At the time, I thought that Lyft was probably exploring the idea of finding a deep-pocketed acquisition partner to help fund its ongoing battle with larger rival Uber for market share in the United States.

That may have been exactly what was happening. It's very possible that GM responded to the bank's inquiries by saying "We'd pay X for Lyft," and that that's the basis of The Information's report.

It's also possible that GM made its offer before then, and that Lyft's response included hiring the bank to explore the market and help it set a price.

If things are fine now, why buy Lyft outright?

GM CFO Chuck Stevens has noted that the $500 million that GM spent on its current Lyft stake is a big investment by GM's standards. GM does have a $20 billion cash reserve, but that's intended to fund product development through a deep recession. It's not an acquisition fund.

It's possible that GM might have offered a deal that didn't require a significant chunk of its cash. GM's deal to buy San Francisco self-driving start-up Cruise Automation had been rumored to be a billion-dollar deal, but actually cost GM a relatively modest $291 million in cash at closing. GM paid the remainder of the purchase price, $290.4 million, in newly issued GM common stock. It's possible that GM offered stock, or a mix of cash and stock, for Lyft as well.

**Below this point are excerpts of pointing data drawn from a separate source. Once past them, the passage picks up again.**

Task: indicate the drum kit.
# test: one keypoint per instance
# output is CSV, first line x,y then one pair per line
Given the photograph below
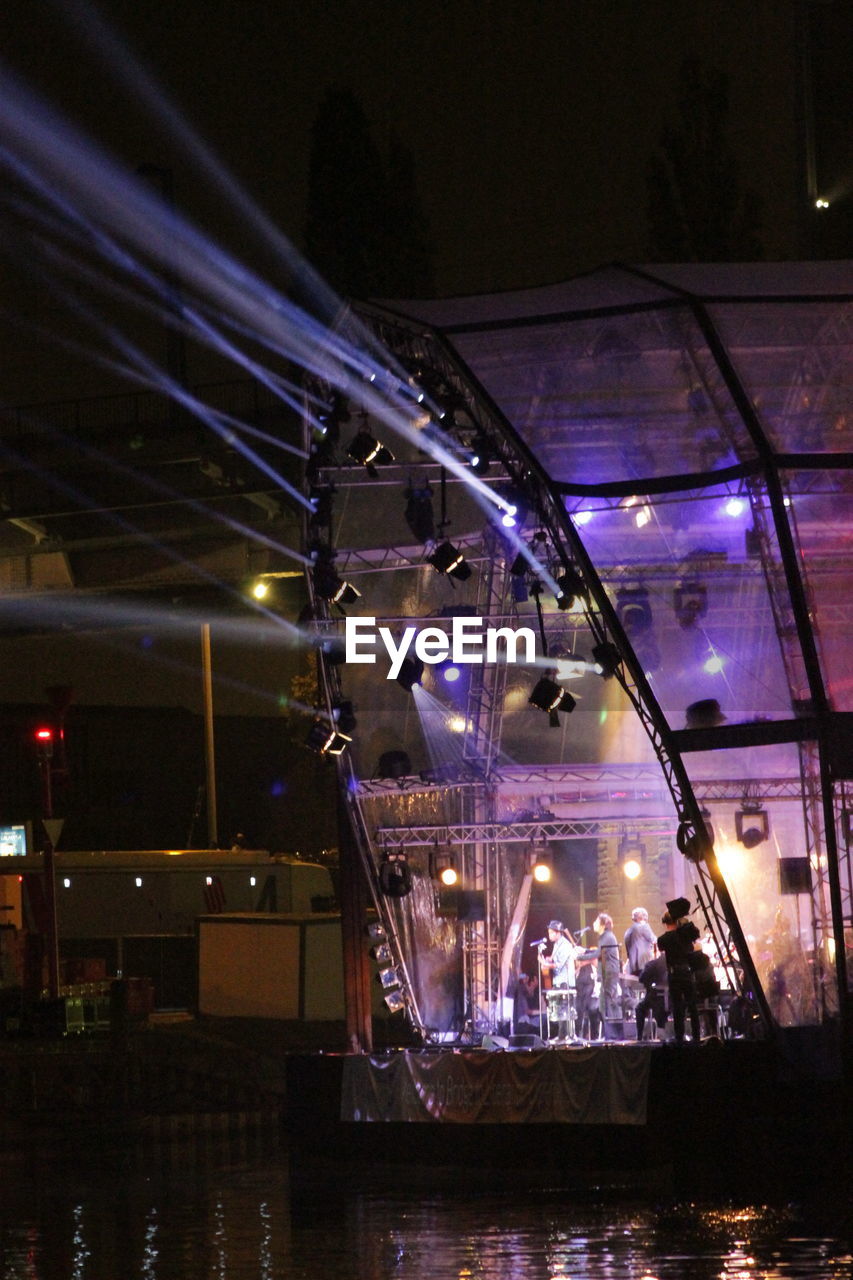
x,y
561,1010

Still, even with stock, it's hard to see GM spending the $5 billion or more that it would take to acquire Lyft (and the billions more it would take to fund and build out money-losing Lyft over the long term) unless the deal was creatively structured.

Or unless GM felt it needed to buy Lyft in order to protect its partnership. Was another automaker interested in buying Lyft? Might that have forced GM's hand?

No matter what, it's an interesting development. We'll see how it plays out.